The rain may have ruined some of the other plans that I had for today, but it was not going to ruin my breakfast. I rummaged through my fridge and found the only three ingredients that should ever be placed in an omelette: smoked salmon, cream cheese, and fresh dill. Smoked salmon is most likely my favorite food and it pairs perfectly with cream cheese and dill. I decided to challenge myself slightly, so I made a French omelette instead of the classic American omelette. There are 4 key differences between these two omelettes: French omelettes are always rolled and not folded, a French omelette can not have any color, the egg must be in very small curds, and lastly French omelettes always have the filling inside the omelette and not within the egg. To me, French omelettes are just prettier and slightly pretentious.
A nice juicy tangelo accompanied my omelette.
When I was growing up my grandfather had a tangelo tree, and they were so juicy you could jam a straw in one and drink the juice right out of the fruit. While the tangelo was quite sweet and juicy, it wasn't as good as the ones my grandpa grew.

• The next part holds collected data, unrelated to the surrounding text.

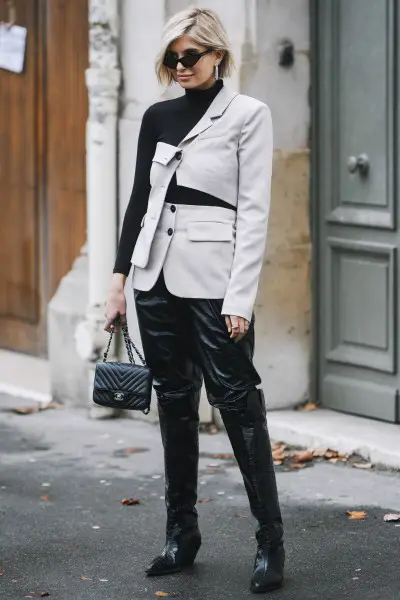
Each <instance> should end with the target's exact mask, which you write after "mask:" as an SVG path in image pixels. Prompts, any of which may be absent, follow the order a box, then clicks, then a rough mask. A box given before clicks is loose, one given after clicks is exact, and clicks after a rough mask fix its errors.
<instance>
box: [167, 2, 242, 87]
mask: <svg viewBox="0 0 400 600" xmlns="http://www.w3.org/2000/svg"><path fill="white" fill-rule="evenodd" d="M183 35H189V36H190V37H191V38H192V39H193V40H194V41H195V42H196V43H197V44H200V45H201V46H205V47H206V48H212V49H213V50H222V51H223V53H224V56H223V59H222V61H221V62H220V64H219V76H220V77H229V75H230V74H231V73H232V70H233V67H234V61H233V56H232V51H231V47H230V43H229V39H228V34H227V33H226V30H225V27H224V26H223V25H222V23H221V20H220V18H219V16H218V15H217V13H216V12H214V11H213V10H208V9H205V8H188V9H186V10H182V11H180V12H178V13H177V14H176V15H174V16H173V17H172V18H171V19H170V20H169V21H168V23H167V24H166V25H165V28H164V31H163V35H162V44H161V49H160V52H159V53H158V55H157V58H156V74H157V78H158V81H159V82H160V83H161V84H165V85H171V84H172V83H173V82H174V78H173V76H172V73H171V71H170V70H169V69H168V68H167V67H166V66H164V65H163V60H164V56H165V53H166V51H167V50H168V48H169V46H170V45H171V44H172V42H174V41H175V40H177V39H178V38H180V37H182V36H183Z"/></svg>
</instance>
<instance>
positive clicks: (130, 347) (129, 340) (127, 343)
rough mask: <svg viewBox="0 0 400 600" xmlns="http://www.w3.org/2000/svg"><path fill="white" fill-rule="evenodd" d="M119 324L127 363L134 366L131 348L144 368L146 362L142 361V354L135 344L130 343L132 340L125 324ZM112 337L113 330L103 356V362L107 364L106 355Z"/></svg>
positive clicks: (109, 351)
mask: <svg viewBox="0 0 400 600" xmlns="http://www.w3.org/2000/svg"><path fill="white" fill-rule="evenodd" d="M119 324H120V325H121V330H122V334H123V336H124V341H125V347H126V351H127V353H128V358H129V362H130V363H132V364H135V359H134V358H133V352H132V348H133V349H134V350H135V352H136V354H137V355H138V357H139V358H140V360H141V361H142V364H143V365H144V366H146V361H145V360H144V358H143V356H142V354H141V353H140V351H139V350H138V349H137V347H136V346H135V344H134V343H133V342H132V340H131V338H130V335H129V331H128V325H127V323H126V322H125V321H119ZM113 335H114V329H112V330H111V333H110V339H109V340H108V344H107V348H106V350H105V352H104V354H103V362H107V357H108V353H109V352H110V346H111V342H112V339H113Z"/></svg>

How to make the perfect french omelette:
It is very important to use the right size pan or else there will be not enough or to much egg in the pan, which will make it nearly impossible to make a decent omelette. I like to use three eggs in a small, omelette pan. It is very important that the pan you use is non-stick. Crack the eggs into a bowl and beat the egg until it is one homogenous mixture, make sure you season! Then place some clarified butter or neutral cooking oil in the pan. The pan needs to be very hot when you make the omelette. Poor the egg in the pan, and stir rapidly using chopsticks until very small curds are achieved and the egg is almost cooked. Then turn off the heat and tap the pan on the burner hard but don't slam it. This step is very important because it creates the skin of the omelette. This is when you would add any filling you would like. If you want vegetables or meat make sure they are cooked before adding. Then roll the omelette using a rubber spatula, it is basically going to be a trifold roll. The hardest part for me is rolling the omelette seam side down on the plate. Remember though, you can always move it around when it is on the plate to fix the presentation. Also, if the omelette rips, which is very likely, you can just cover it up with a sauce or garnish, and no one will know!